Sürdürülebilirlik
Son yıllarda belki de en çok duymaya başladığımız ifadelerden bir tanesi haline geldi, sürdürülebilirlik. Pek çok konuda dile getiriyor, pek çok farklı konuda önemine değiniyoruz. Kimi zaman iş yaşamımızdaki yerinden söz edip, işletmelerin sürdürülebilir olmasının öneminden bahsediyor, kimi zamansa; doğanın, çevrenin ve doğal kaynakların sürdürülebilirliğinden söz ediyoruz.
Hangisi daha önemli diye bir ifade kullanmak son derece yanlış olmalı; hayatımızın her anı ve yaşadığımız her şey için sürdürülebilirlik; veya biraz daha klasikleştirecek olur isek devamlılık esasını güder ve öyle olmasını da bekleriz. Peki, acaba biz sürdürülebilir bir yaşam için neler yapıyoruz, neler yapmalıyız?

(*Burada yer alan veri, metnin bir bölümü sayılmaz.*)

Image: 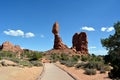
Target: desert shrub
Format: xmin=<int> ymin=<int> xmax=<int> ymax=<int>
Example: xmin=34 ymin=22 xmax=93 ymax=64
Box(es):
xmin=104 ymin=65 xmax=111 ymax=71
xmin=84 ymin=61 xmax=104 ymax=70
xmin=85 ymin=69 xmax=96 ymax=75
xmin=8 ymin=58 xmax=20 ymax=63
xmin=81 ymin=55 xmax=89 ymax=61
xmin=0 ymin=56 xmax=2 ymax=60
xmin=19 ymin=60 xmax=32 ymax=67
xmin=31 ymin=61 xmax=42 ymax=67
xmin=100 ymin=68 xmax=106 ymax=73
xmin=101 ymin=21 xmax=120 ymax=79
xmin=50 ymin=53 xmax=60 ymax=62
xmin=75 ymin=62 xmax=86 ymax=69
xmin=60 ymin=53 xmax=69 ymax=61
xmin=30 ymin=52 xmax=42 ymax=61
xmin=0 ymin=51 xmax=16 ymax=58
xmin=84 ymin=61 xmax=96 ymax=69
xmin=71 ymin=55 xmax=80 ymax=62
xmin=65 ymin=61 xmax=75 ymax=67
xmin=1 ymin=61 xmax=8 ymax=66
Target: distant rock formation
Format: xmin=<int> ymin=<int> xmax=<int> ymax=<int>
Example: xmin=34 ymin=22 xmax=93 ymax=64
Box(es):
xmin=72 ymin=32 xmax=88 ymax=54
xmin=52 ymin=22 xmax=68 ymax=49
xmin=0 ymin=41 xmax=23 ymax=54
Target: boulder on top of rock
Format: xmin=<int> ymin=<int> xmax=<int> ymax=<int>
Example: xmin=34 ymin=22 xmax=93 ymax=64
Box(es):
xmin=72 ymin=32 xmax=88 ymax=54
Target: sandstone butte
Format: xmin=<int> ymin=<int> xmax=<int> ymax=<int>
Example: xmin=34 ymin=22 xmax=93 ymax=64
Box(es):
xmin=52 ymin=22 xmax=88 ymax=54
xmin=0 ymin=22 xmax=88 ymax=55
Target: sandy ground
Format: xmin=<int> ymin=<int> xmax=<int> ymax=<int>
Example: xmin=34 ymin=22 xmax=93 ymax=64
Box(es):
xmin=39 ymin=63 xmax=74 ymax=80
xmin=57 ymin=63 xmax=112 ymax=80
xmin=0 ymin=66 xmax=42 ymax=80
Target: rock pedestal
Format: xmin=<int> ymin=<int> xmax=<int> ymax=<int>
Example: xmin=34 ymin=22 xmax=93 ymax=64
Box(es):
xmin=52 ymin=22 xmax=68 ymax=49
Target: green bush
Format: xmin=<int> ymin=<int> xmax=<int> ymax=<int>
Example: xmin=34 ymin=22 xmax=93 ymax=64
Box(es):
xmin=81 ymin=55 xmax=89 ymax=61
xmin=30 ymin=52 xmax=42 ymax=60
xmin=85 ymin=69 xmax=96 ymax=75
xmin=8 ymin=58 xmax=21 ymax=63
xmin=100 ymin=68 xmax=106 ymax=73
xmin=0 ymin=51 xmax=16 ymax=58
xmin=31 ymin=61 xmax=42 ymax=67
xmin=19 ymin=60 xmax=32 ymax=67
xmin=75 ymin=62 xmax=86 ymax=69
xmin=60 ymin=53 xmax=69 ymax=61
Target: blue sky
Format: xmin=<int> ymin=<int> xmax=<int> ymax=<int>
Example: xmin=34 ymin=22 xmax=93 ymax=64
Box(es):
xmin=0 ymin=0 xmax=120 ymax=55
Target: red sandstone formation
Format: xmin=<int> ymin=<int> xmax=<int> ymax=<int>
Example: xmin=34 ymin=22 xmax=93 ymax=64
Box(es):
xmin=72 ymin=32 xmax=88 ymax=54
xmin=52 ymin=22 xmax=68 ymax=49
xmin=0 ymin=41 xmax=23 ymax=54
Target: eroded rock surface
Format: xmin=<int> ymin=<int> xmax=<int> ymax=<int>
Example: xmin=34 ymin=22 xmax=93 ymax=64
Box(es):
xmin=52 ymin=22 xmax=68 ymax=49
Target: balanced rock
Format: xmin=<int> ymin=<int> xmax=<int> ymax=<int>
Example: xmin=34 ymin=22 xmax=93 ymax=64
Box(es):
xmin=52 ymin=22 xmax=59 ymax=35
xmin=72 ymin=32 xmax=88 ymax=54
xmin=52 ymin=22 xmax=68 ymax=49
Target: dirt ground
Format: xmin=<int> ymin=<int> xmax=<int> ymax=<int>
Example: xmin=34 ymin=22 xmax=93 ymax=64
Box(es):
xmin=0 ymin=66 xmax=42 ymax=80
xmin=57 ymin=63 xmax=112 ymax=80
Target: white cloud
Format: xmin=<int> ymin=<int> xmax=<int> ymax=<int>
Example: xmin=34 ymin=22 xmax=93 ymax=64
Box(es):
xmin=4 ymin=29 xmax=24 ymax=36
xmin=101 ymin=27 xmax=107 ymax=32
xmin=25 ymin=32 xmax=35 ymax=38
xmin=82 ymin=26 xmax=95 ymax=31
xmin=3 ymin=29 xmax=35 ymax=38
xmin=107 ymin=27 xmax=114 ymax=32
xmin=40 ymin=34 xmax=45 ymax=38
xmin=101 ymin=27 xmax=114 ymax=32
xmin=90 ymin=46 xmax=96 ymax=49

Dünya üzerindeki coğrafyaları incelediğimizde; insanların farklı özelliklerle yaratıldıklarına şahit olur, ve bu durumu da pek çok zaman kabul ederiz. Örneğin; kendimizi Akdeniz insanı olarak tanımlayarak, çabuk düşünen, sabırsız ve çabuk vazgeçen insanlar olarak görürken çoğunlukla; Avrupa insanını daha sabırlı ve daha sakin olarak kabul ederiz. Sabırlı insanlar, sabırlı toplumları oluşturduğundan da, genellikle daha uzun vadeli yatırımlar ve planlar yapmayı da daha fazla benimserler.
Bir futbol takımına gelen antrenörden kısa sürede iyi sonuçlar alamadığımızdaki tahammülsüzlük, markalaşma konusunda sabır gösteremeyişimiz, yaşadığımız büyük acıları çok çabuk unutmamız, çabuk zengin olma arzumuz da bunların önemli birer göstergesidir aslında. Yine bu durum, uzun vadeli planlar yapmamıza ve uzun ömürlü işletmeler yaratmamıza da ne yazık ki çoğu zaman olanak vermiyor.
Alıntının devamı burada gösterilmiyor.